The long queues and even longer wait at the Home Affairs offices in Tongaat continues. Despite residents complaining bitterly of the shoddy service, and previous reports in the Tongaat and Verulam Tabloid, the problem persists.

Some people going to the Home Affairs offices as early as 4am, many who are there to apply for their identity documents, while others arriving a little later claim that they do not get seen to by officials.

When the Tongaat and Verulam Tabloid reporter visited the Tongaat offices in Maharaj Street, the situation was worse than expected. At 8am the queue was already snaking through the car park and on to the street. The waiting area was filled to capacity.

People waiting in line were seen complaining to the officials that they had other commitments, with some having to go to work. Some said that they were waiting there for hours and did not expect to be seen to by officials ‘any time soon’.

Others residents who spoke to the paper said they were forced to visit other branches of the Department of Home Affairs to apply for travel documents.

Vishan Ramnarian, who was at the Home Affairs at 4am, and was barely at the entrance gate at around 8am, said, “I had to return six times just to apply for my passport. Each time I had to stand in queue for four hours and yesterday for seven hours.

“I’ve sent several letters to the local manager at the Home Affairs to complain about the bad service and to ask for help with a problem that they were unable to solve. However, there was no reply or even an acknowledged that they received my letters.”
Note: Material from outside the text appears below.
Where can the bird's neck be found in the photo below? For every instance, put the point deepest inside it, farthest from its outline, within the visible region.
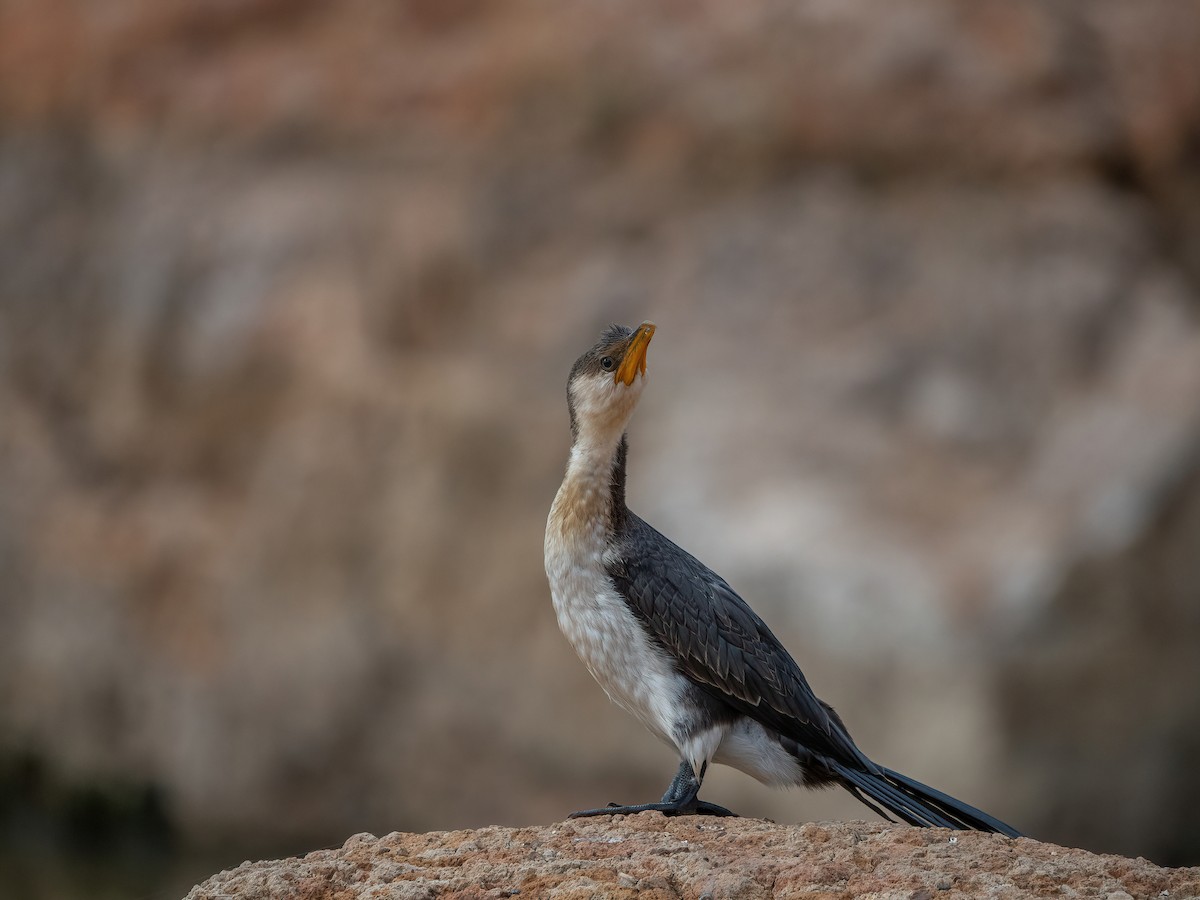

He said that when he applied at the offices in the Durban CBD he waited in the queue for barely an hour. “The staff at the Durban CBD branch are also friendlier and more helpful than the the Tongaat branch.”

When the branch manager, who refused to give his name, was approached for comment he said: “I am not a right person to talk to about those issues, but you should contact the provincial or national spokesperson of the department, I think.”

Another resident Vukani Khanyile applied for his children’s passports in November last year. He was told by an official that he should also apply for unabridged birth certificates. “The official at Home Affairs neglected to inform me that I have to complete different forms for the unabridged birth certificates. I thought it was part of the same process despite me telling him that I need to apply for passports and unabridged birth certificates.”

“Only when I returned to Home Affairs to collect the passports, did I realise there were no unabridged birth certificates attached. They simply said that I could apply and that it takes about eight weeks. I told them that I had applied in November upon applying for the passports. The staff simply said that they do not know and that I must re-apply,” said Khanyile.

He said that surely home affairs staff would know that a child’s passport without an unabridged birth certificate is worthless because one cannot travel with just a passport. “After numerous phone calls I ended up with an employee from the Home Affairs head office in Pretoria. They managed to help me with the unabridged birth certificates just in time for our upcoming holiday.”

Other people waiting in the queue travel from Mount Edgecombe, or other surrounding towns. “We have to take time off from work. We are paid hourly. We lose money if we are not at work,” said an annoyed Raj Pillay.

Another irate visitor to the Home Affairs offices, Sizakele Mbhele, said: “I want to make an official complaint to you about the unhappy experience I had, and the disgusting state of the offices in Tongaat. On 2 May I went to collect my new passport, which was issued within two weeks of my application, the application process took three hours.

“However, I feel that you should know about the wasted time I had to spend in queues to just collect the passport. I arrived at the offices at 7.30am. At 8.30am, because I am a pensioner, I was positioned in a special queue of about 35 people outside the entrance.”

She said for the next five-and-a-half hours, they had to stand in the hot sun until when she was finally called in by the roving official.

“This official was moving between our growing queue and the two others of at least 120 people each. He selected about 15 people from each and five from our pensioners’ queue leading them into the office. This meant all three queues became mere ‘general’ queues,” she said. She finally got to collect her passport at 3pm.

Ward 106 councillor Johnson Chetty said that he was ‘aware’ of the situation at the Home Affairs offices. “The ordinary man in the street dreads going to a state institution, especially Home Affairs. This is due to the long queues and tardiness of officials that work there. The public have a right to a reasonable degree of service as the public’s rates and taxes pay the salaries of those officials,” said Chetty.

“Several months ago, an irritated person filmed the officials tinkering on their cellphones whilst the people were forced to wait. The people deserve better. In a caring society, the management would remove those non-performing officials and replace them with dedicated recruits,” he said.

When the newly sworn in KZN Premier Sihle Zikalala delivered his first State of the Province Address (SOPA) on 28 June, he said, “As part of improving service delivery and quality of services provided to the people, the Premier’s office will embark on the new Operation Siyahlola which will focus on monitoring the functioning of departments, government service centres and implementation of government projects.”

Zikalala said it was time that the government “end the culture of impunity” for those who do not live by the principles of Batho Pele and ethical conduct in the public service. An email was sent to the Department of Home Affairs for comment. No response was received at the time of going to press.